So there I am standing in the pet food aisle, pondering ways to put off heading home to my dark and empty house on this cold and windy Friday night.
I could go to the gym but my gear is at home. Movie? It’s only 1800h. I could go out and have a beach walk, it’s pitch black.
I realize that I have been standing there for a while and that I have no pets.
I look into the basket on my arm, it contains one large coffee mug and a hot water bottle.
I wish I was still on my hospital rotations because that way I could just go and do a round on the team’s patients. Then I catch the fact that I just wished I could go into the hospital and round on patients that I have no responsibility for.
I sense fear creeping into my thoughts. Is this what lies ahead for me if I stay on the surgical path? Is this what will happen when I have no life outside the hospital? That my evening plans on a Friday night will include stopping at Dunnes for a coffee mug and a water bottle before heading home to work on my research project and possibly watch a rerun of Parks and Recreation?
Should I drop this basket and get on the next flight back to Canada, get married, and start having babies? Is this the last chance before the sliding-door moment goes into the ‘no life’ story versus the ‘well rounded and happily fulfilled in all ways’ story?
And I actively decide that I will not feel sorry for myself. Not feel forlorn. Not with all these gifts and blessings.
I then feel forlorn and sorry for myself.
I walk into my dark house, set down my nearly comical collection of things from the grocery store: plain yogurt, chocolate milk, hot water bottle, mug, vanilla candle.

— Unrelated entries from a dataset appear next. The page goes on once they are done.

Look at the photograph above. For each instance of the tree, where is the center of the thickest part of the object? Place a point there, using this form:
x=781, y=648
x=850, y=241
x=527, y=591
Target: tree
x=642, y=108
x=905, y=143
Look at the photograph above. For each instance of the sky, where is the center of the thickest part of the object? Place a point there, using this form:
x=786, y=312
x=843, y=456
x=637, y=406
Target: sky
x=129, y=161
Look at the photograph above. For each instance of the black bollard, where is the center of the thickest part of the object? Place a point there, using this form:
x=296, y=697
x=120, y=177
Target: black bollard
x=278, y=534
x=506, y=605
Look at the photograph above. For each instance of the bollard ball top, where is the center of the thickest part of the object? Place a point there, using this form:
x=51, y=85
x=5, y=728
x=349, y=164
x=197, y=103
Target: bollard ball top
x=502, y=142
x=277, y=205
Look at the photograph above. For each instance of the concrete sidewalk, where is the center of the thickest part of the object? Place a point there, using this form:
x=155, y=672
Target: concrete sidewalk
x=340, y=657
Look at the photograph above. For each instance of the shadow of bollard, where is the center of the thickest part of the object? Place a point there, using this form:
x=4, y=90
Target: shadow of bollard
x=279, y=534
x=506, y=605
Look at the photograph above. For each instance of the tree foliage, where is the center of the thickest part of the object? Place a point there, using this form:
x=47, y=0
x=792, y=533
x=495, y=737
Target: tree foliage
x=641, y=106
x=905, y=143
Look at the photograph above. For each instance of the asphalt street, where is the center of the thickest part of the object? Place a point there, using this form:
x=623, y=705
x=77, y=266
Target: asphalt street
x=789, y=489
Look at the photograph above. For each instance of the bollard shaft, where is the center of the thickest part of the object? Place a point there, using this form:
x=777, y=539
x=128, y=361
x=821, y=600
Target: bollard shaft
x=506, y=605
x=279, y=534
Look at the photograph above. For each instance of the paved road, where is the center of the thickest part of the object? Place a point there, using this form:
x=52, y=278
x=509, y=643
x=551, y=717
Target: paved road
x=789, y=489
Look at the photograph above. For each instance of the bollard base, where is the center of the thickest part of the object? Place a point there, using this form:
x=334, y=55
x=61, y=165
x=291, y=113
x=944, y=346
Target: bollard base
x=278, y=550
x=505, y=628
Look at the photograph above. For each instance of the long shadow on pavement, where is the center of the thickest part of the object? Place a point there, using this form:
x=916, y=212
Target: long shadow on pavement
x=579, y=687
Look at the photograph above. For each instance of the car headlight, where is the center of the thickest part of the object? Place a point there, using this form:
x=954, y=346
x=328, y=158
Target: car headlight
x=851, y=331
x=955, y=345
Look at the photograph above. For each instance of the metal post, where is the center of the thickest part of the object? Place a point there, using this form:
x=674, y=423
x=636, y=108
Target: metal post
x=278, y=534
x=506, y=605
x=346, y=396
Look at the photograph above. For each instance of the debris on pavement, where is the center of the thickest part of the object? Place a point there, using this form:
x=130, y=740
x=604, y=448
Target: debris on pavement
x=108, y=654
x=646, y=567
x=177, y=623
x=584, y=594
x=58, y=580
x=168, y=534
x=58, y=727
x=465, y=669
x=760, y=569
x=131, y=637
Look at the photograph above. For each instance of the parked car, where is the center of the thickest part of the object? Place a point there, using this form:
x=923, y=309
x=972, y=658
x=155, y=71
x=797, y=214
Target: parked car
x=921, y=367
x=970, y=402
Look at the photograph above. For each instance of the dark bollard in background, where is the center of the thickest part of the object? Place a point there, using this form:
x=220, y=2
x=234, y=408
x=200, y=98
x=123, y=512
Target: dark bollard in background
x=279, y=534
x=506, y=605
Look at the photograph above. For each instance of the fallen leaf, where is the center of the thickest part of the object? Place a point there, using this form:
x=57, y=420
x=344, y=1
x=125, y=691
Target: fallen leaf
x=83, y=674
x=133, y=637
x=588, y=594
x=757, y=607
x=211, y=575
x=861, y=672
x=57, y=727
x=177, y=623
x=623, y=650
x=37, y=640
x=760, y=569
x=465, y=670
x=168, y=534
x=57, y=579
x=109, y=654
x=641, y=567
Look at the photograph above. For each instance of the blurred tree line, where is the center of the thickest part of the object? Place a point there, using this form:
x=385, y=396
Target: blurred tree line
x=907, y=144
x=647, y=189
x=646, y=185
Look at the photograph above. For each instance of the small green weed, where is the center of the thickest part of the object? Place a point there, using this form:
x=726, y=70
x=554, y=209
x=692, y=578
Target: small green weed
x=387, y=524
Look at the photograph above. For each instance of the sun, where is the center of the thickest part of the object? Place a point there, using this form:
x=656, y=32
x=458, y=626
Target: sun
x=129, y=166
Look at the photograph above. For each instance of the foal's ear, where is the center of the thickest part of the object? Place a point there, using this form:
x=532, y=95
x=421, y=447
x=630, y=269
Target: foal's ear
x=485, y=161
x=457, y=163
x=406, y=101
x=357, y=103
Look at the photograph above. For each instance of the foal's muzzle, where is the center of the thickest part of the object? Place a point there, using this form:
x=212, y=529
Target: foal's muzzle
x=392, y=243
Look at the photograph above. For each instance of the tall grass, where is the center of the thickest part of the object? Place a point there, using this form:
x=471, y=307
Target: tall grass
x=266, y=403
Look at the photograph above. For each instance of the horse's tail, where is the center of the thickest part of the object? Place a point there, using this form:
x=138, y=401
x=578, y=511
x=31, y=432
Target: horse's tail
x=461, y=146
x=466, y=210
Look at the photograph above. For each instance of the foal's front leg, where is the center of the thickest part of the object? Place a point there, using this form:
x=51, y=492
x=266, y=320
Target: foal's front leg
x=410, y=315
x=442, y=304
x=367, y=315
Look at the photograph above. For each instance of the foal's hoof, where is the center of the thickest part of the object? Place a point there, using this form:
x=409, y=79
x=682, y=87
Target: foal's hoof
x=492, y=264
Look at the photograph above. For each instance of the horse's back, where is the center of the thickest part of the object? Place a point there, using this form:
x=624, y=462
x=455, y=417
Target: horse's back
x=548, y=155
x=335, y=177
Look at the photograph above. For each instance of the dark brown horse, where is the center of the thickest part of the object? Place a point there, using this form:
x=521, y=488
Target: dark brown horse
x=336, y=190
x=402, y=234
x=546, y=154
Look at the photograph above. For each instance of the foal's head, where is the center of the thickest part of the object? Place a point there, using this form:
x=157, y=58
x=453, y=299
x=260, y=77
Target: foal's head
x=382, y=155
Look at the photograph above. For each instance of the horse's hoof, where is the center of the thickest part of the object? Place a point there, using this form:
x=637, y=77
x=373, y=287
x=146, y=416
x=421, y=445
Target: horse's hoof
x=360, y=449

My phone buzzes with a text from M.C.
Yesterday I discovered an abdominal mass on one of my patients in GP so I sent him into M.C’s surgical clinic on an urgent referral. The text tells me, “CT found a large colonic mass and renal mass, likely mets, biopsy, might need Rt hemicolectomy and nephrectomy. Well done you!” I feel a little chuffed (for picking it up) and sad for the patient at the same time. Amazing how egos find their way, even into devastating news for patients.
Last night when I was falling asleep I had been questioning my assessment and my decision to ask M.C’s secretary to fit the patient into an already bursting outpatient clinic. She did it as a favor to me with the warning, “if this patient isn’t sick, consider this your one and only urgent referral”. Suppose that would count as sick.
It’s late now. The house is still quiet. I am just off the phone with my mother who is also feeling lonely and out of touch with the world. The pair of us.
The wind is causing the doors on my closet to rattle and the windows to shake. I suppose it is just going to be one of those stormy nights.